Promised Kayden. Believed in her ability to keep her promise.
"Fair enough," Sarah conceded. "I pulled her strings, but let's be fair. You let her go. You know how you are Night. You're not fit to raise a child, let alone raise them the way Kayden hoped to."
Such a bizarre mess of a woman. Unable to escape her prejudices, unable to walk away from a man who used her. Dedicated to trying to personally raise her child to be better. Sarah wondered how she reconciled that, or how she managed to think Night was a viable choice to protect Aster if she died.
"You let me lead her off by the nose," Sarah continued. "Don't act all innocent now."
"You're worse than her."
She clearly didn't know Lisa very well.
"Does being annoyed about it get you any closer to getting Aster out?"
Sarah activated another display and showed the Rig.
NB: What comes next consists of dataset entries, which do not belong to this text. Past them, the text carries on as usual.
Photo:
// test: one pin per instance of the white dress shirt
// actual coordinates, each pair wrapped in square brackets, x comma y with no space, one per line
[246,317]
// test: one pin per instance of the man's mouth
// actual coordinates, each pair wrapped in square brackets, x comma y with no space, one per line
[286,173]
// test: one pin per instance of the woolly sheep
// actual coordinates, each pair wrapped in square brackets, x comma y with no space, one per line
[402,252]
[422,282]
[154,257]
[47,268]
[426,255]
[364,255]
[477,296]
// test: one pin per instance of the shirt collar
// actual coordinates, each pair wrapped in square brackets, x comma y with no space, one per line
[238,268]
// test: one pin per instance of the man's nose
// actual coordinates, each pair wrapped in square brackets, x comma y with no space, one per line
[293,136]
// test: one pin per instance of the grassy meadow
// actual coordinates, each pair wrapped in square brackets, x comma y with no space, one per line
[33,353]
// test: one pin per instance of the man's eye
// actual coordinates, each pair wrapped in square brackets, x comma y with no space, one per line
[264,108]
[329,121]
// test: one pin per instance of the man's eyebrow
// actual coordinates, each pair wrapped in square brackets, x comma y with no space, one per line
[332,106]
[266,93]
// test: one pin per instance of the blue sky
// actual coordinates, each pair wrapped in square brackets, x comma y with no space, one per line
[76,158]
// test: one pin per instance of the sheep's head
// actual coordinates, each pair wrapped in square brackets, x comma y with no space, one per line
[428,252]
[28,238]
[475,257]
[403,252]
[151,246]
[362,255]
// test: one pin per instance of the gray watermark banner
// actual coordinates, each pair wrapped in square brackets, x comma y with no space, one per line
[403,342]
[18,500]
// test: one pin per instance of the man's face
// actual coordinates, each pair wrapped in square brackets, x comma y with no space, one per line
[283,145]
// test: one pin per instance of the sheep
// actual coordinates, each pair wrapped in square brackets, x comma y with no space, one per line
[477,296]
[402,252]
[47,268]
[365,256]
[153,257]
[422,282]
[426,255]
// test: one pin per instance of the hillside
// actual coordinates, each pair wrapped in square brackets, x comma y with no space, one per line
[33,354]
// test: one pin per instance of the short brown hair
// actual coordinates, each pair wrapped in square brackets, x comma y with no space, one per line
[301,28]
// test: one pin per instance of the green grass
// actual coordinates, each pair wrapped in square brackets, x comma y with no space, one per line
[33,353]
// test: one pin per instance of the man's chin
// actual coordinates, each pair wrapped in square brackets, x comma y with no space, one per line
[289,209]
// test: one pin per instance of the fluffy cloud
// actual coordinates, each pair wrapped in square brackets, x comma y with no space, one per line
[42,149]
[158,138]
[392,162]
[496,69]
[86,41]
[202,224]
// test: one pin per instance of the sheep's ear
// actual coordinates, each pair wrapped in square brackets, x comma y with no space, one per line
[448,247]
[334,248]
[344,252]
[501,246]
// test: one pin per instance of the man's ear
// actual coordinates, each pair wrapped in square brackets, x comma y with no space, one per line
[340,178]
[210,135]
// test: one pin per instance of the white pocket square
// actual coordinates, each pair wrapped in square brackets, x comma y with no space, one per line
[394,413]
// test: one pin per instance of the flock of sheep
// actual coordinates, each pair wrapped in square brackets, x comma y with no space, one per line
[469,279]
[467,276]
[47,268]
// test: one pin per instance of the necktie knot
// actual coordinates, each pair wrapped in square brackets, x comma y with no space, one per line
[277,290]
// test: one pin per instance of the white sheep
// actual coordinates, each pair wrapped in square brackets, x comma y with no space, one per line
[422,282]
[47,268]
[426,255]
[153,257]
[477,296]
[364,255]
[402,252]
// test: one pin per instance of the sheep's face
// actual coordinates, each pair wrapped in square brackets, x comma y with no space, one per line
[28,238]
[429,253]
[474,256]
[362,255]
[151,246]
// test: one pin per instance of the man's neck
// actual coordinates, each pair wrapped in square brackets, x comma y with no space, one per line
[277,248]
It was, to be fair, a real fortress. The location was awkward. Getting in undetected would be hard. Getting out and escaping—with her charge safely in tow—would be harder.
"Think you can get her out on your own? I should warn you. Weaver can shut you down. Oh, wait. You already learned that about her? Man that must be inconvenient."
Sarah turned away.
"So go ahead and blame me if it makes you feel better, but you can't get Aster back on your own."
"Thinker."
"Does that make it a lie?"
Night's normally placid expression flinched.
"Would you like some help?" Sarah smiled. "Not that you or Fog are anything to scoff at, but you have your shortcomings."
"I will kill you," Night replied.
"But?"
"But not today."
Her fist slammed into the mirror-monitor and shattered the glass. There was a platter of blood and bone from broken pale skin. The bloody hand pulled back and the fog on the floor took the shape of a pale man with messy dark hair.
Fog glowered at Sarah.
He wore murder far more openly than his wife.
"Where is Aster?"
Sarah had to admit.
It was beautiful when a plan came together.